3. Detroit is not the problem for Cadillac. GM headquarters in the Renaissance Center building is the problem. Having worked on the Cadillac business at an earlier stop in my career, there is a group-think — and at times a group-inertia — at GM that pervades the organization and saps the ideas and energy that can bubble up from smart people in the group. Agendas for meetings often put the merits of the idea second or third after arguing over whose budget it comes out of, or whose favorite vendor gets the business. Moving the core staff away from the RenCen — a bleak, soul-killing office space — to Manhattan should eliminate several GM lifers from day-to-day impact on day-to-day work of the brand. Detroit, for all the bad headlines, is becoming an energized place for creative Millennials, just the people Caddy hopes to reach from its new digs. But Cadillac probably needs to put 500 miles between the brand group and the RenCen in order to implement the best of those ideas that come from the younger folks.

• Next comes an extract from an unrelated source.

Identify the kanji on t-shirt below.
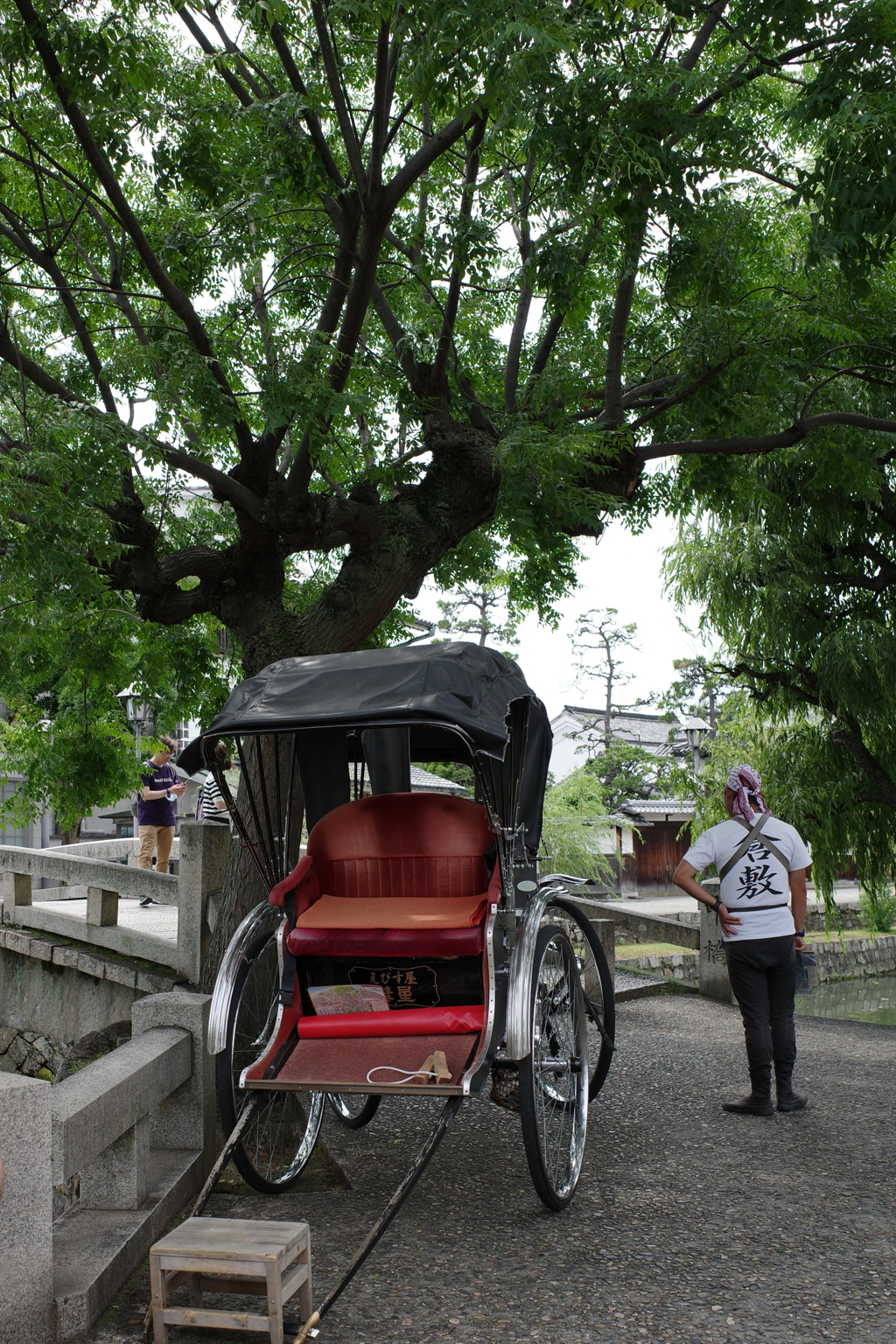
[683,817,811,941]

4. Separating Cadillac’s whole business unit from Detroit to New York can have a sub-conscious impact on the media that cover Cadillac both as an automotive brand, as well as a lifestyle brand. The fact that the group is breaking out of the afore-mentioned Beige-a-Palooza corporate headquarters on the Detroit River in favor of the media and lifestyle marketing capital of the world is a symbolic move that will also deliver some operational benefits. That’s a real thing for traditional and social media practitioners whether or not they are admitting it this week on their blogs. My God, it could be that Cadillac actually has hipper, more inspiring office space than its ad agency!

5. Separating from GM headquarters may well give Cadillac a chance to do what it has needed to for the last decade: establish a voice and image for the brand that can withstand the pressure from within GM to change directions because of the latest sales numbers or marketing chief. GM has been doing well at recruiting some very talented marketers with solid track records from the outside: DyNysschen at Cadillac and Tim Mahoney at Chevrolet to name two. Both professionals know that consistency and authenticity is what makes a brand attractive and engaging. Brand images and strategies for cars are to be tweaked and refreshed, not changed wholesale on the whim of a marketing manager who was an engineer in Venezuela the previous month before he or she got promoted to brand marketing manger in the U.S. BMW has been selling “The Ultimate Driving Machine” since Nixon was in the White House. Cadillac has had four agency partners since Obama was sworn in, and even more strategies.

Distance from GM’s Renaissance Center is not a magic bullet. The brand team has to hatch a strategy and create a voice that the audience will appreciate. Moving out of Mom and Dad’s basement is a great first move toward finding that voice in a new century.